Burchill also recommends ensuring that the external source selected is defining data in the same way as the hospital. “Each external benchmark may define things differently, so you have to make sure you’re using the same definition of, for instance, nursing hours per day or assistant directors of patient care services. Are they counted toward the clinical hours or not?” he says. “So not only do you need to have clean data but an accurate comparison of the statistics you’re trying to measure. If you’re going to hold the middle management team responsible for doing something about the data, senior management has to be accountable to make sure that the data is not only accurate but that the definitions are accurate.”
Implementing Change
In terms of implementing changes in response to financial benchmarking, Burchill notes that both senior and middle management have important and distinctive roles to play. Senior management must take accountability for change, but middle management must be given the responsibility for and capacity to implement it.
“The only way we can do that is to have a working middle management group responsible for the day-to-day [activities]. They should be running their unit like they were the CEO of their own business. That is the person who is able to influence the two main variables: volume and expense,” he says. “Volume covers revenue capture, and expense is controlling payroll expenses and managing supplies. It really boils down to treating those two as a numerator and denominator. It can’t be ‘flavor of the month.’ It can’t be sporadic. It has to be a consistent approach that is looked at from the top down but is managed from the bottom up.”
In addition to developing the processes and procedures necessary to implement change based on benchmarks, hospitals should implement a means by which that change is monitored to determine whether it is effectively meeting the stated objectives. If it isn’t, further evaluation is necessary to determine why that’s the case.
Also important is viewing benchmarks with a critical eye and a willingness to “not accept the status quo,” says Schile.
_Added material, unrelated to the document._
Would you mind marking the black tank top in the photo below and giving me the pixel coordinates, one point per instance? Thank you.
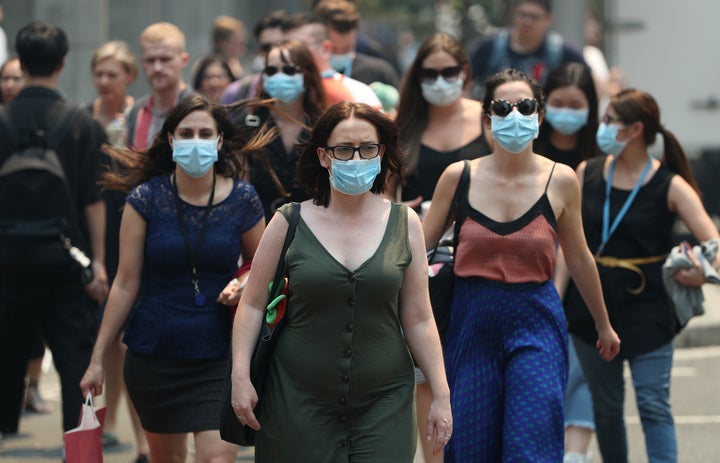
(645, 321)
(432, 163)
Benchmarking must also be kept in perspective. “We hear a lot of rebuttal about comparability of benchmarking data. To me, it’s a frame of reference as opposed to an absolute,” he says. “The key to benchmarks is to pay less attention to comparability than to the trends you’re seeing within your facility.”
He points to LarsonAllen’s Critical Access Hospital Gold Standard Performance Summary as an example. In it, the firm compiled a list of attributes and benchmarks that designate “gold standard” facilities. If other hospitals implement those same elements that drive success, they may never reach the absolute indicator or benchmark value because of external factors beyond their control, but they will be among the top-performing facilities within their region.
“External forces may prevent an organization from ever hitting a specific operating margin, but compared to others in their region, those who learn from benchmarks will have stronger financial performance,” Schile says. “You’ll move performance from where it is now to a place that is substantially better, even though you may never reach the absolute benchmark number.”
And that, says Gundling, is the real value of financial benchmarking. It is not about competing with peer groups; it is about driving internal improvements to reach the highest possible levels of efficiency and fiscal performance.
“You benchmark against yourself to try to show continued improvement and set targets to better your own internal programs. Then you compare against peer groups. You look to outside organizations that may have what are considered better practices to try to improve there,” he says. “It’s not just about the number. It really is about changing and getting the organizational commitment to manage toward better practices. It is a quest to keep getting better.”
— Elizabeth S. Roop is a Tampa, Fla.-based freelance writer specializing in healthcare and HIT.